I took care of my civic duty this morning by walking over to the library for early voting in the primary. I found that if I take the route along the canal that comes up to the library the back way, I can avoid all the campaigners. They don't stake out the path from the canal, so by the time I'm in sight, I'm already within the "no electioneering" zone. No sea monsters this time, though I did chat with the staff about that. Unfortunately, the walk seems to have re-triggered my allergies. Oh well, it's that time of year.
My big entertainment for the weekend was the SyFy version of Battleship, called American Warships, and it was glorious. It might even have made a halfway decent big-screen movie with a little more thought into the script and a higher effects budget. Yeah, some of the acting was at "jock taking drama to boost the GPA" levels and the effects mostly looked like they were copied and pasted in (here's some film of a fire, now let's superimpose it on our action!), but I suspect it was still the better "the Navy fights an alien invasion" movie of the weekend.
The story was essentially Battlestar Galactica on the water -- there are mysterious attacks using EMP to fry everything with an integrated circuit, but the battleship Iowa manages to save the day because it's a WWII relic on its final voyage and is already being restored to its WWII state to become a museum. They can fight the aliens using WWII technology and aren't immediately disabled by the aliens' weapons. There's also a convenient SEAL team that provides an Aliens interlude by boarding the alien stealth ship and finding cave-like corridors (because, naturally, your high-tech stealth interstellar ship is going to have an interior that looks like a cave). Meanwhile, the aliens' evil plot is to make the Chinese and North Koreans think these are American attacks and make the Americans think they're Chinese attacks so they'll attack each other, nuke the planet and make invasion easy (these aliens apparently thrive on radiation). So everyone's scrambled bombers with nukes, and the Iowa has to defeat the mother ship and prove that it really is aliens before the bombers reach their targets -- and all they've got is shortwave, so they can't even send photos.
There was one big disappointment for me that I think a big-budget treatment would have avoided. At one point they mention that backup's on its way, as they've scrounged together a squadron of vintage aircraft that won't be affected by the EMP. Unfortunately, with a total film budget made up of change found between the sofa cushions, that amounted to seeing two planes that went down pretty quickly. I wanted to see an all-out battle of WWII aircraft vs. aliens. I'm one of the few people who actually liked the Doctor Who episode with the Daleks during WWII because, hello, Spitfires vs. Daleks! What's not to love?
However, the very, very best part of this movie was the disclaimer at the beginning that said something to the effect of: "According to the Department of Defense, these events never happened."
Really? You mean the Iowa didn't fight off an alien invasion that involved the sinking of the carrier Enterprise? I'm not sure I would have realized that this wasn't a documentary otherwise.

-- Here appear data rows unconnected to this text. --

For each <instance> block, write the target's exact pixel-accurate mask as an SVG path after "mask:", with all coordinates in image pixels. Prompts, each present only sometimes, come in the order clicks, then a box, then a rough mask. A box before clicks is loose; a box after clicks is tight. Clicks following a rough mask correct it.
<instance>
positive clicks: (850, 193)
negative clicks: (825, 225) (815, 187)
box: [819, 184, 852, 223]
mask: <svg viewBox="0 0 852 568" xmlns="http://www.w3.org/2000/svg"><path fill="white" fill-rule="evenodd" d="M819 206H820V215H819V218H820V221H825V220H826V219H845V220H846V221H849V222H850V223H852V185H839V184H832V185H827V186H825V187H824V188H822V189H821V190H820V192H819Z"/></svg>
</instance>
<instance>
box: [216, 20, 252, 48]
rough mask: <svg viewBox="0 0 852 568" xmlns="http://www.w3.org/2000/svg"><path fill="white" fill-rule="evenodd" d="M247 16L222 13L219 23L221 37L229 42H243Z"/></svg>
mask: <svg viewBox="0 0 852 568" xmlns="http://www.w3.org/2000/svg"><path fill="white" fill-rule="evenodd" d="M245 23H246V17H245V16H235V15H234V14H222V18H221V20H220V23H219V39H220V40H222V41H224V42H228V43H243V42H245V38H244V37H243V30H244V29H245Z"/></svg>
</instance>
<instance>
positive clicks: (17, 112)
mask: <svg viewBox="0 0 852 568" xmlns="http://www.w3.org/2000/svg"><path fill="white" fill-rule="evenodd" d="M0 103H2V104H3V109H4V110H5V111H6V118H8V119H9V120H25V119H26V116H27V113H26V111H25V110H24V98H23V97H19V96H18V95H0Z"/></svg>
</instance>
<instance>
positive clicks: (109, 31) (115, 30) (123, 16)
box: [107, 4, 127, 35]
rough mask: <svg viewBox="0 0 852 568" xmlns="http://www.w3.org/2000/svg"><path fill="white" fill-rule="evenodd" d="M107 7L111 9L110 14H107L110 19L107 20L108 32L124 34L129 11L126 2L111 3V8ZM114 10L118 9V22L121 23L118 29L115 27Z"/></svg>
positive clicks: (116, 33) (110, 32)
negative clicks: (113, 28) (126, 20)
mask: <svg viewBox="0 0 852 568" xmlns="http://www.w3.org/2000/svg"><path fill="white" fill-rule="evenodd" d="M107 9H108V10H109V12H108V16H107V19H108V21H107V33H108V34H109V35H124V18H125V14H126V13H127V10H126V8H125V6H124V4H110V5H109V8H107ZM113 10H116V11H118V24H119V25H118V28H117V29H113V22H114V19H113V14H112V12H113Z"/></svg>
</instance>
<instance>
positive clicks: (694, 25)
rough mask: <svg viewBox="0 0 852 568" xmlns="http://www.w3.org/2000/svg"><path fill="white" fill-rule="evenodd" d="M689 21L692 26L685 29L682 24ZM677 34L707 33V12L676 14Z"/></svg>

Anyway, it was totally worth a big bowl of popcorn and a root beer. But I do desperately want to see the movie it could have been. Oh, and apparently the big-screen Battleship doesn't contain the line, "You sank my battleship!" But this movie had the captain snarl, "They won't sink my battleship!" Which I think is a win.
In other weekend news, I had my fifth Sunday in a row of singing in two services, and this time there was a severe soprano shortage, so I switched to singing the first soprano part, which I hadn't practiced (I'd become accustomed to not needing to rehearse both parts). Of course, this was a weekend when the allergies meant I probably could have sung alto. Now we'll see if it'll be six weeks in a row. Will I get the frantic Saturday-afternoon "can you sing in a quartet?" phone call?